Member of Parliament
- In office January 2005 – 2008
- President: John Kufuor
- Constituency: Yapei/Kusawgu

Member of Parliament
- In office 7 January 2009 – 6 January 2013
- President: John Atta Mills
- Constituency: Yapei/Kusawgu
- Majority: NDC

Personal details
- Born: 9 March 1954 (age 72)
- Party: National Democratic Congress
- Children: 2
- Alma mater: University of Ghana
- Occupation: Economic Planning Officer
- Profession: Economist/Banker/Insurer

= Amadu Seidu =

Ghanaian politician

Amadu Seidu (born March 9, 1954) is a Ghanaian member of parliament for Yapei-Kusawgu constituency in the Northern Region under the ticket of the National Democratic Congress.

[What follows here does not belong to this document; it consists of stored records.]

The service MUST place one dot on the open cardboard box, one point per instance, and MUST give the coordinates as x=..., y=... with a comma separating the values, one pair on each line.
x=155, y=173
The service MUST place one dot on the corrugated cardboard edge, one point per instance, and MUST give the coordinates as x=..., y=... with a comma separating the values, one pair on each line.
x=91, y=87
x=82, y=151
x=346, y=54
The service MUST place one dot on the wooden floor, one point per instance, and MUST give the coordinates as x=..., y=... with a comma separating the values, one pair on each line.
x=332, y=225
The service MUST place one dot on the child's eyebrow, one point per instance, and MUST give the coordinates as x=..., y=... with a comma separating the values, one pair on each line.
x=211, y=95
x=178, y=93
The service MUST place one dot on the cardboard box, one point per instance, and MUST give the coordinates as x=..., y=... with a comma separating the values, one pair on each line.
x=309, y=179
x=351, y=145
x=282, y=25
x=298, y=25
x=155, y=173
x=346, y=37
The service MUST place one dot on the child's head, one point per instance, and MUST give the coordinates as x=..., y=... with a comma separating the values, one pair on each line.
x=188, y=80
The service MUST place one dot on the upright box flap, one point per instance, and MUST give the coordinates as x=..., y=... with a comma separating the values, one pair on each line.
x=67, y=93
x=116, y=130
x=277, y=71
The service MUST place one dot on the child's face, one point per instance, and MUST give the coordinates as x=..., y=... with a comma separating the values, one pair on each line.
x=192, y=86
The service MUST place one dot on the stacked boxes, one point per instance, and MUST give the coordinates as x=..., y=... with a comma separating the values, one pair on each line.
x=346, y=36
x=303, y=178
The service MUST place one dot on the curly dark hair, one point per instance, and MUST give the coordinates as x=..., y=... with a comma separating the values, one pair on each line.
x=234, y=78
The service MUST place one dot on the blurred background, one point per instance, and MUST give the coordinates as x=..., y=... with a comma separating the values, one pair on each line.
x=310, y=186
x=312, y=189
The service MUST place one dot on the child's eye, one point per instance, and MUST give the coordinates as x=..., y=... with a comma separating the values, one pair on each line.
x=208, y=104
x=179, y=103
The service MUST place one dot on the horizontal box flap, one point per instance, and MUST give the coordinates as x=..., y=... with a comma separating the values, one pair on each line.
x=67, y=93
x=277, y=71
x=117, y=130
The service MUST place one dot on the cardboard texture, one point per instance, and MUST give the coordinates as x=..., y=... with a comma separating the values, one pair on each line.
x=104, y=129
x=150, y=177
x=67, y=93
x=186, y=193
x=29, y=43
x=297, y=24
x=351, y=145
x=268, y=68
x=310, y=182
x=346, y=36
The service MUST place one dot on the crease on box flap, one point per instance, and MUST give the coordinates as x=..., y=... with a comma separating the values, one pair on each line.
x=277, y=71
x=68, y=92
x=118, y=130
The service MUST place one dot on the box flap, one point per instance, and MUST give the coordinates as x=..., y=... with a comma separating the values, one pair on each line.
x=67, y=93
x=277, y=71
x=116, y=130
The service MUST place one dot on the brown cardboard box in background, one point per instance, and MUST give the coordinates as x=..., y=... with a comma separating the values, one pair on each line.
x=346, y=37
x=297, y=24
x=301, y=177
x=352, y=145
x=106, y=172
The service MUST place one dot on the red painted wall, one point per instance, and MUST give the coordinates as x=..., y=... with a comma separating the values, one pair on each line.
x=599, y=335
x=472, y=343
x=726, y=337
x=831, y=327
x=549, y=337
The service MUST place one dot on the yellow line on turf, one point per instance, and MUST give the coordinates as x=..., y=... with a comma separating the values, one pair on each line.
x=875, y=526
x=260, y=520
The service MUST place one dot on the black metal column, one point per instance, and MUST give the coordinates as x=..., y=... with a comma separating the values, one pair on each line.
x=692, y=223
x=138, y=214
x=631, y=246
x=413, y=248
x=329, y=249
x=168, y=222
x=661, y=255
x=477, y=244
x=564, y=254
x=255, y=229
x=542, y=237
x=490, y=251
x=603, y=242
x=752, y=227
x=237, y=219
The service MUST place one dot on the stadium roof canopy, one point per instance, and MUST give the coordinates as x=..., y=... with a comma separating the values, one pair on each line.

== Early life and education ==
Seidu was born on March 9, 1954. He hails from Mpaha in the Northern Region of Ghana. He earned a bachelor's degree from the University of Ghana at Legon in 1982.

== Career ==
He is an economist, insurer and banker by profession. He is a member of Reconstituted Board for VRA Resettlement Trust Fund Build Capacity.

== Politics ==
Amadu was elected into the first parliament of the fourth republic of Ghana on 7 January 1993 after he was pronounced winner at the 1992 Ghanaian parliamentary election held on 29 December 1992.

He was thereafter re- elected into the second parliament of the fourth republic of Ghana after emerging winner at the 1996 Ghanaian General Elections with 13,475 votes out of the 20,953 valid votes cast representing 47.00% over his opponents Zakariah Yakubu of the New Patriotic Party who polled 5,195 votes, Daneil Suleman Zakariah of the Convention people's Party who polled 1,467 votes and Samson Mahamadu Languah of the National Congress Party who polled 316 votes. He won in the 2000 General elections with 10,333 votes out of the 17,786 valid votes cast representing 58.10%

In 2004, Seidu was re-elected to represent the Yapei-Kusawgu constituency for the 2004 general election. He polled 149 votes to beat two other contestants, Salifu Yaquob Wilson and John Adams who polled 66 and 25 votes respectively at a constituency delegates' congress at Yapei.

In the 2008 Ghanaian general elections, he was elected as the Member of parliament for the Yapei/Kusawgu constituency in the Northern Region for the 5th parliament of the 4th republic of Ghana.

He was elected with 12,517 votes out of 25,712 total valid votes cast. He was elected over Yakubu Zakaria of the New Patriotic Party, Bauh George Inusah of the People's National Convention, Yahaya Shaibu of the Democratic Freedom Party, Issahaku Iddisah of the Democratic People's Party, Sappor Isaac Tetteh of the Convention People's Party and Abubakari Abass Alhassan an independent candidate. These obtained 48.12%, 1.24%, 1.12%, 0.21% and 0.64% respectively of total valid votes cast.

== Personal life ==
Seidu is a Muslim and he is married with seven children.